>>> On Fri, Aug 24, 2007 at 5:47 PM, in message
<Pine(dot)GSO(dot)4(dot)64(dot)0708241807500(dot)28499(at)westnet(dot)com>, Greg Smith
<gsmith(at)gregsmith(dot)com> wrote:
> On Fri, 24 Aug 2007, Kevin Grittner wrote:
>
>> I would be fine with that if I could configure the back end to always write
> a
>> dirty page to the OS when it is written to shared memory. That would allow
>> Linux and XFS to do their job in a timely manner, and avoid this problem.
>
> You should take a look at the "io storm on checkpoints" thread on the
> pgsql-performance(at)postgresql(dot)org started by Dmitry Potapov on 8/22 if you
> aren't on that list. He was running into the same problem as you (and me
> and lots of other people) and had an interesting resolution based on
> turning the Linux kernel so that it basically stopped caching writes.

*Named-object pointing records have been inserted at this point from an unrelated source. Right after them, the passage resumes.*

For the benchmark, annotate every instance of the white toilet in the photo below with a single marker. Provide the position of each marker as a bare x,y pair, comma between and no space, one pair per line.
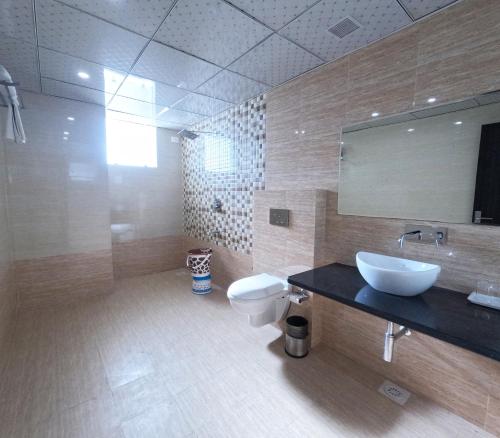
264,298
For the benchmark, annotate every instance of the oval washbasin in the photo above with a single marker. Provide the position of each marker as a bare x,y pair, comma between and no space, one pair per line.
396,276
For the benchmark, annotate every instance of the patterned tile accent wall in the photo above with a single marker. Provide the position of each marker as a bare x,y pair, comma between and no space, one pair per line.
225,162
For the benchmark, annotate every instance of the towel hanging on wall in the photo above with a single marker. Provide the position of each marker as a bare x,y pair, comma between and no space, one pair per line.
14,128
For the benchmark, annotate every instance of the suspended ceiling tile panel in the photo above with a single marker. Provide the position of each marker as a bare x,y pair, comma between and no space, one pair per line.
141,16
179,118
199,104
138,119
274,13
151,91
275,61
377,19
76,33
20,59
133,106
162,63
421,8
211,29
74,92
232,87
16,19
55,65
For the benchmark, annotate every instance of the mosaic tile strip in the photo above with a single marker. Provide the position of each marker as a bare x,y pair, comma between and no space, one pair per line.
226,163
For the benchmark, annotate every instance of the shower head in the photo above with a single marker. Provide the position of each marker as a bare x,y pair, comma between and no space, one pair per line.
188,134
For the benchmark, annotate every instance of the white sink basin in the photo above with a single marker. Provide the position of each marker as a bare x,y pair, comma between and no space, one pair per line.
396,276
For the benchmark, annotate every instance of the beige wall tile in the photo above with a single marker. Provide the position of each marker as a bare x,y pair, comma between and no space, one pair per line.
450,55
147,256
459,52
58,190
146,202
56,280
382,77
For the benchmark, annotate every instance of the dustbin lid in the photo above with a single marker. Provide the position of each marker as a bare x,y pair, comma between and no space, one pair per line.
256,287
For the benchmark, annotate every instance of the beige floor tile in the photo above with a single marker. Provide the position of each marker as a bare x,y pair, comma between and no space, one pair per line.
154,360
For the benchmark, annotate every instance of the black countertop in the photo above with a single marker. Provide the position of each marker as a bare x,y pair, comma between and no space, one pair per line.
441,313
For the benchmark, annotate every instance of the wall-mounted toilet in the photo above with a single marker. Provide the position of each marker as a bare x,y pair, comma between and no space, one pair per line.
264,298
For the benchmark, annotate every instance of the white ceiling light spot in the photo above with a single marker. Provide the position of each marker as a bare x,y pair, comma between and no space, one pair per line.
83,75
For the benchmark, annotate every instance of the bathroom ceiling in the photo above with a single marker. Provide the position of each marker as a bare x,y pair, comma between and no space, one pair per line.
172,63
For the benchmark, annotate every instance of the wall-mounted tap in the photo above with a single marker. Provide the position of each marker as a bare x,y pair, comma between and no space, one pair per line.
403,236
425,234
439,238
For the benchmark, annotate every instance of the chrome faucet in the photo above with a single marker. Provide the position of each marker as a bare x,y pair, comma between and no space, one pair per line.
439,238
403,236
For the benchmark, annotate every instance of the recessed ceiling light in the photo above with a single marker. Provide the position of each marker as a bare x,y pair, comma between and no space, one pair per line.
83,75
164,110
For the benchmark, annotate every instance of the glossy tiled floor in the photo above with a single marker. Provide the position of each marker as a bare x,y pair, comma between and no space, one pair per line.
152,360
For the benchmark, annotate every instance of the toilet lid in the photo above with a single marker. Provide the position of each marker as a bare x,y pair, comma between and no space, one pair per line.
255,287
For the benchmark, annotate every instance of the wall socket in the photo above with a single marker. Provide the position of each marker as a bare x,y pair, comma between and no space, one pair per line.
280,217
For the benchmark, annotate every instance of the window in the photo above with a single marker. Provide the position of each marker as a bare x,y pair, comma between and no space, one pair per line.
219,154
129,143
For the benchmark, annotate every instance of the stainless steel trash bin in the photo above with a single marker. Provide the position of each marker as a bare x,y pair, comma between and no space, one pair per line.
297,336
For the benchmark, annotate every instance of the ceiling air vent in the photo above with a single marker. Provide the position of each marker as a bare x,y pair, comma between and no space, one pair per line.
344,27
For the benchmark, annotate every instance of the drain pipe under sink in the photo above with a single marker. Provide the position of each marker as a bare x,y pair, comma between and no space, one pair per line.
391,338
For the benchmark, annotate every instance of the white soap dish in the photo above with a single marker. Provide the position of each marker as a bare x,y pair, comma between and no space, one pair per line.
484,300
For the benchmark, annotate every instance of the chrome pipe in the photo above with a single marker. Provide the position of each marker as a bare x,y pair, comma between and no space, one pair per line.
391,338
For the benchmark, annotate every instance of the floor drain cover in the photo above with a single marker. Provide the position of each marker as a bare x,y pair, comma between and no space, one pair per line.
394,392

I saw it. I think that I'd rather have a write-through cache in PostgreSQL
than give up OS caching entirely. The problem seems to be caused by the
cascade from one cache to the next, so I can easily believe that disabling
the delay on either one solves the problem.
> What you suggest here would be particularly inefficient because of how
> much extra I/O would happen on the index blocks involved in the active
> tables.
I've certainly seen that assertion on these lists often. I don't think I've
yet seen any evidence that it's true. When I made the background writer
more aggressive, there was no discernible increase in disk writes at the OS
level (much less from controller cache to the drives). This may not be true
with some of the benchmark software, but in our environment there tends to
be a lot of activity on a singe court case, and then they're done with it.

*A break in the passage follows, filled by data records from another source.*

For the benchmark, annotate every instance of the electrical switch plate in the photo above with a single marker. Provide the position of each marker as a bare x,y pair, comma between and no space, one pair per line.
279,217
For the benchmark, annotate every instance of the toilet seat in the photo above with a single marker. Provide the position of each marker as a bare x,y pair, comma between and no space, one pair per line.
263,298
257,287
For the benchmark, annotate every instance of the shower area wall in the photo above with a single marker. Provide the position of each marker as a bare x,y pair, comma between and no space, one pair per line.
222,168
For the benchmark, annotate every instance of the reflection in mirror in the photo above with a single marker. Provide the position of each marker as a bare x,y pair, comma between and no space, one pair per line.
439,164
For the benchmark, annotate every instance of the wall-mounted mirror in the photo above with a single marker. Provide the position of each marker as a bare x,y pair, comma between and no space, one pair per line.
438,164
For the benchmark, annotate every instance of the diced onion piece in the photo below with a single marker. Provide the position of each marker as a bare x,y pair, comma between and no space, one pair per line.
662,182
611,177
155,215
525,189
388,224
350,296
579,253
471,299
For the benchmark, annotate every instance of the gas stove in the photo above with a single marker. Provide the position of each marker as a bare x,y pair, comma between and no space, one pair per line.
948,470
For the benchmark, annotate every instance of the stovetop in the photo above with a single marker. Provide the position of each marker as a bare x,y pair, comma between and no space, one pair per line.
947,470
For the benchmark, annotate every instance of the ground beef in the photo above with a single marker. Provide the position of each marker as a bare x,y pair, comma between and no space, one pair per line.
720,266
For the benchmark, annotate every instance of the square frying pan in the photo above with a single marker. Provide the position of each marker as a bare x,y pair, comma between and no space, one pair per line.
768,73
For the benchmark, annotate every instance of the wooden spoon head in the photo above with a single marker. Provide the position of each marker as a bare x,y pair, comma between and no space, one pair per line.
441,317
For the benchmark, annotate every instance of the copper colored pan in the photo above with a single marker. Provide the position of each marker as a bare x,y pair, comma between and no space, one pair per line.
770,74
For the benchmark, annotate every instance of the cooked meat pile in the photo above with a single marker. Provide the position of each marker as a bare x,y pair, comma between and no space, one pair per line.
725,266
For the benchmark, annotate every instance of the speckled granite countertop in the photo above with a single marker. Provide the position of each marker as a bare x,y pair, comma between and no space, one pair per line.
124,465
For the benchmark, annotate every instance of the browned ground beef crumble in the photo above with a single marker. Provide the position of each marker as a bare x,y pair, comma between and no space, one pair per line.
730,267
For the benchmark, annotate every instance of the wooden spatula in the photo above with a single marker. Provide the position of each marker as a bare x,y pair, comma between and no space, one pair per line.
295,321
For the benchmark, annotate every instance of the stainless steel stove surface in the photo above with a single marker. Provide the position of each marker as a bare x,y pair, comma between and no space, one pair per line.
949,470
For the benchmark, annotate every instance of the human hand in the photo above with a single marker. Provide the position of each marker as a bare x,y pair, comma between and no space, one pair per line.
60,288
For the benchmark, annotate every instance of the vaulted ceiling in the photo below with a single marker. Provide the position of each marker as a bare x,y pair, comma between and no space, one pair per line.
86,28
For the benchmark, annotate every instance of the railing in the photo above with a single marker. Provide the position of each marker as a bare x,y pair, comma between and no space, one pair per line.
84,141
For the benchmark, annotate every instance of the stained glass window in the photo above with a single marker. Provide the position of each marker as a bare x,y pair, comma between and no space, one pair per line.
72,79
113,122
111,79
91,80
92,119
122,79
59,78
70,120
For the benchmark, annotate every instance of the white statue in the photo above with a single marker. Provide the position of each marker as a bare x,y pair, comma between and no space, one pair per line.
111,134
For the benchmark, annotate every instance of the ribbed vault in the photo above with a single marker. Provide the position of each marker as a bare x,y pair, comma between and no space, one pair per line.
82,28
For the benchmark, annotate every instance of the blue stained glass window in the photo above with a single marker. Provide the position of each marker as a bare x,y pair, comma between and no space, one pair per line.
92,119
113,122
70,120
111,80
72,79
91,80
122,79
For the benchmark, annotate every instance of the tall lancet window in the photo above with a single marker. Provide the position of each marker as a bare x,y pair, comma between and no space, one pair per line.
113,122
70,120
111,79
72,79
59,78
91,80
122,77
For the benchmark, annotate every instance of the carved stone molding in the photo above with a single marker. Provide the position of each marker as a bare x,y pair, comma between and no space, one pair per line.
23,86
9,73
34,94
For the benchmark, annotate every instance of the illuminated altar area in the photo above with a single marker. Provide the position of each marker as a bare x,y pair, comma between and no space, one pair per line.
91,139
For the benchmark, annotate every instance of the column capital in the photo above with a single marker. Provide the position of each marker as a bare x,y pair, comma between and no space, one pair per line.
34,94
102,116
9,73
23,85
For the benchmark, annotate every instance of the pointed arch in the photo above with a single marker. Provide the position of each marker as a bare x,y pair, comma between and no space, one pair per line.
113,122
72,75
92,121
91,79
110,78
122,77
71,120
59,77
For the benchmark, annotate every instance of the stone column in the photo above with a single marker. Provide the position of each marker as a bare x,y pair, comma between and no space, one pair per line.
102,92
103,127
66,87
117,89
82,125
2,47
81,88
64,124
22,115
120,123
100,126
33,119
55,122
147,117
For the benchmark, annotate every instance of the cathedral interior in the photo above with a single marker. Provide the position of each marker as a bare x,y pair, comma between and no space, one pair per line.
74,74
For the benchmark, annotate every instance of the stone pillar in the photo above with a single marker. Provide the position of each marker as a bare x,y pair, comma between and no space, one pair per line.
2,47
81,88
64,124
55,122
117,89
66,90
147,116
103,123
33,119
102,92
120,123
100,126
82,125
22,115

(I spent some time looking at this to tune our heuristics for generating
messages on our interfaces to business partners.)

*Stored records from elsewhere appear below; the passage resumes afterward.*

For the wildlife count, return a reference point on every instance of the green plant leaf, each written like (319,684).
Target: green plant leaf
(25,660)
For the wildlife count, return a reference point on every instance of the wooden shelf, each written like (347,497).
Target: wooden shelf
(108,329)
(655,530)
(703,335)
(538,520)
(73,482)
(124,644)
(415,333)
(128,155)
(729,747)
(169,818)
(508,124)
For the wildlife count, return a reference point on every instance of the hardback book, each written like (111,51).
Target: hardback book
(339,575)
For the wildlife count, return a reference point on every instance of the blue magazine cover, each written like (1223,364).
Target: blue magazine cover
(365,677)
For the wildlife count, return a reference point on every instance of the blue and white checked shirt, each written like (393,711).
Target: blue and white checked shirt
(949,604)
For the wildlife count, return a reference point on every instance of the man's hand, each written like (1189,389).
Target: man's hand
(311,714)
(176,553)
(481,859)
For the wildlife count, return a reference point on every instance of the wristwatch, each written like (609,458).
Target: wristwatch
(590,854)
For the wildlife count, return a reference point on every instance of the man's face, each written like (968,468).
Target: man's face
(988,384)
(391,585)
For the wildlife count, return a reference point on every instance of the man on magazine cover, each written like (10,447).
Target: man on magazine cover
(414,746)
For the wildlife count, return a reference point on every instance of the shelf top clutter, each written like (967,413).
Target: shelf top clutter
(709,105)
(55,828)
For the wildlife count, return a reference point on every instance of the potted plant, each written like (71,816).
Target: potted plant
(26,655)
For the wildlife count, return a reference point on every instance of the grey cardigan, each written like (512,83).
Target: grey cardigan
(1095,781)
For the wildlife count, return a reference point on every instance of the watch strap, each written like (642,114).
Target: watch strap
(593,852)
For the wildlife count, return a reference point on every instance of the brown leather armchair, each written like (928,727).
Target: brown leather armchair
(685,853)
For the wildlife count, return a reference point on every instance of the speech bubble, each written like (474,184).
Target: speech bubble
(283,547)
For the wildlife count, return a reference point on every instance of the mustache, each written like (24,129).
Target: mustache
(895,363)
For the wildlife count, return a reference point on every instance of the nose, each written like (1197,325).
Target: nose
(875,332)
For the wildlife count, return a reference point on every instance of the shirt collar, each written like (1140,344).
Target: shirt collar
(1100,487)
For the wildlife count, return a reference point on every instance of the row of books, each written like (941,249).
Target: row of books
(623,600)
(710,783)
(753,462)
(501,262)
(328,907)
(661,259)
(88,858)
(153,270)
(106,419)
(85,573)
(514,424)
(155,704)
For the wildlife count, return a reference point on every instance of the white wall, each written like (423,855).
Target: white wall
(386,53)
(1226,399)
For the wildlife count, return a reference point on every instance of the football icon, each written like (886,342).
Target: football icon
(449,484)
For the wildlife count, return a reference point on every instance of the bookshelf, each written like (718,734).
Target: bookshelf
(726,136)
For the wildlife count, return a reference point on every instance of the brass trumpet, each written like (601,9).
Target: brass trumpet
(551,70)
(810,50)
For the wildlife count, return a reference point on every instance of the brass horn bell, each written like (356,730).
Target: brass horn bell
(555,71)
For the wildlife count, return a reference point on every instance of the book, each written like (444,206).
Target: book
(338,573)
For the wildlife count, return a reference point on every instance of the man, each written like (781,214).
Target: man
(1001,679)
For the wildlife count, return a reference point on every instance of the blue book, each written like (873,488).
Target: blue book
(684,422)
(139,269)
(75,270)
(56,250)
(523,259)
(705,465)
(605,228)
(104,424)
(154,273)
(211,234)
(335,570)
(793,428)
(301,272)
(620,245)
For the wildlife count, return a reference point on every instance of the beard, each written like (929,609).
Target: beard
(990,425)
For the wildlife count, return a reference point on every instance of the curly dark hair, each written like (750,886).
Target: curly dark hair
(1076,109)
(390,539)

>> I know we're doing more in 8.3 to move this from the OS's realm into
>> PostgreSQL code, but until I have a chance to test that, I want to make sure
>> that what has been proven to work for us is not broken.
>
> The background writer code that's in 8.2 can be configured as a big
> sledgehammer that happens to help in this area while doing large amounts
> of collateral damage via writing things prematurely.
Again -- to the OS cache, where it sits and accumulates other changes until
the page settles.
> I would be extremely surprised to find that the code that's already in 8.3
> isn't a big improvement over what you're doing now based on how much it
> has helped others running into this issue.
I'm certainly hoping that it will be. I'm not moving to it for production
until I've established that as a fact, however.
> And much of the code that
> you're relying on now to help with the problem (the all-scan portion of
> the BGW) has already been removed as part of that.
>
> Switching to my Agent Smith voice: "No Kevin, your old background writer
> is already dead". You'd have to produce some really unexpected and
> compelling results during the beta period for it to get put back again.
If I fail to get resources approved to test during beta, this could become
an issue later, when we do get around to testing it. (There's exactly zero
chance of us moving to something which so radically changes a problem area
for us without serious testing.)
For what it's worth, the background writer settings I'm using weren't
arrived at entirely randomly. I monitored I/O during episodes of the
database freezing up, and looked at how many writes per second were going
through. I then reasoned that there was no good reason NOT to push data out
from PostgreSQL to the OS at that speed. I split the writes between the LRU
and full cache aspects of the background writer, with heavier weight given
to getting all dirty pages pushed out to the OS cache so that they could
start to age through the OS timers. (While the raw numbers totaled to the
peak write load, I figured I was actually allowing some slack, since there
was the percentage limit and the two scans would often cover the same
ground, not to mention the assumption that the interval was a sleep time
from the end of one run to the start of the next.) Since it was a
production system, I made incremental changes each day, and each day the
problem became less severe. At the point where I finally set it to my
calculated numbers, we stopped seeing the problem.
I'm not entirely convinced that it's a sound assumption that we should
always try to keep some dirty buffers in the cache on the off chance that
we might be smarter than the OS/FS/RAID controller algorithms about when to
write them. That said, the 8.3 changes sound as though they are likely to
reduce the problems with I/O-related freezes.
Is it my imagination, or are we coming pretty close to the point where we
could accomadate the oft-requested feature of dealing directly with a raw
volume, rather than going through the file system at all?
-Kevin